PiHole resolving TrueNAS FQDN as 127.0.0.1

I am running TrueNAS TrueNAS-SCALE-23.10.2 with a few apps. One of those apps is Pi-Hole 2024.03.2 . I am also sharing samba file storage from my TrueNAS. The machine’s FQDN (replacing my domain name) is docking.domain.tld. My domain DNS servers are hosted offsite with my hosting company. I have file shares on the TrueNAS. The issue is I can not get to those shares if I use Pi-Hole as my DNS. If I use any other DNS server and do a lookup it shows the correct internal IP address. However Pi-Hole responds with 127.0.0.1. Checking it is pulling it from the TrueNAS hosts file which has 127.0.0.1 listed for the FQDN and shortname. I am unsure how to correct this as the /etc/hosts in TrueNAS is not persistent.

From the pi-hole log:
Apr 28 01:25:59: query[A] docking.domain.tld from 192.168.5.11 Apr 28 01:25:59: /etc/hosts docking.domain.tld is 127.0.0.1

From MXToolBox

Is your publicly available domain pointing to the internal IP?
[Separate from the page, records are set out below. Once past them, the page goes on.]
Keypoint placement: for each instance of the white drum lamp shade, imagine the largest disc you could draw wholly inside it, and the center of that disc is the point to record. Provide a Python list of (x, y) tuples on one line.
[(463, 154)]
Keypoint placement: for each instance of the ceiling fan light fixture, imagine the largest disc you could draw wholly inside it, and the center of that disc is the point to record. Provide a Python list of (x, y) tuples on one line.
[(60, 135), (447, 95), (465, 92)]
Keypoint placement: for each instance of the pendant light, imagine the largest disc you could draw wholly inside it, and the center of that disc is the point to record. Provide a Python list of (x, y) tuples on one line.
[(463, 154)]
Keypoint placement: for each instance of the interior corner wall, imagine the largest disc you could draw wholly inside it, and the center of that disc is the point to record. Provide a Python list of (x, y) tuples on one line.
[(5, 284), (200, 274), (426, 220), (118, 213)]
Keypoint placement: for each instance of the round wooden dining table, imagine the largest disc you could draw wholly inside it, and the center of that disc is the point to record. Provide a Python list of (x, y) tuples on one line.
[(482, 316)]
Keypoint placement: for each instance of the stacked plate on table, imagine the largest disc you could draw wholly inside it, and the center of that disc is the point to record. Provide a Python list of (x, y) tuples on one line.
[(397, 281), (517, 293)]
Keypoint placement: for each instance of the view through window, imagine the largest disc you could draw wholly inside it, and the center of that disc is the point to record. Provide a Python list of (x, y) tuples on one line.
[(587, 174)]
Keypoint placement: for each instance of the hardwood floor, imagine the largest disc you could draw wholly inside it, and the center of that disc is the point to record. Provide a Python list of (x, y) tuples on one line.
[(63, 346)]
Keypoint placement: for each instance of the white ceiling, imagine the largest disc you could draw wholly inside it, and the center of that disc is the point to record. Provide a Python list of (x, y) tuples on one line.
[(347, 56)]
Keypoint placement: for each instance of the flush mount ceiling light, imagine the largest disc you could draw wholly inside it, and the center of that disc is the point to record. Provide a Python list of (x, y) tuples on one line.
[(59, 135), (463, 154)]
Usually you would add local DNS entries in pihole that resolve the domain.

The public record has entries for local entities like TrueNAS. if you did a dig against a public DNS server for docking.domain.tld it would respond with the internal 192.168.5.X IP address.

According tot he PiHole the /etc/hosts, which is exported from TrueNAS by Kubernetes, takes precedence over local entries added to it.

From PiHole:
Note:

The order of locally defined DNS records is:

  1. The device’s host name and pi.hole
  2. Configured in a config file in /etc/dnsmasq.d/
  3. Read from /etc/hosts
  4. Read from the “Local (custom) DNS” list (stored in /etc/pihole/custom.list)

Only the first record will trigger an address-to-name association.

Sorry forgot, here is the /etc/hosts file from TrueNAS and is exported to the containers…

user@docking:~$ cat /etc/hosts

127.0.0.1	docking.domain.tld docking
127.0.0.1	localhost

# The following lines are desirable for IPv6 capable hosts
::1	localhost ip6-localhost ip6-loopback
ff02::1 ip6-allnodes
ff02::2 ip6-allrouters

# STATIC ENTRIES
user@docking:~$ 

I have a temporary hack in place. In TrueNAS I set the hostname to dock instead of docking but left my DNS entry as docking.domain.tld. This is not a good hack thought and this makes me worry if other containers could be effected by the /etc/hosts file using localhost instead of the actual IP.

Did you try adding a local entry in the web UI?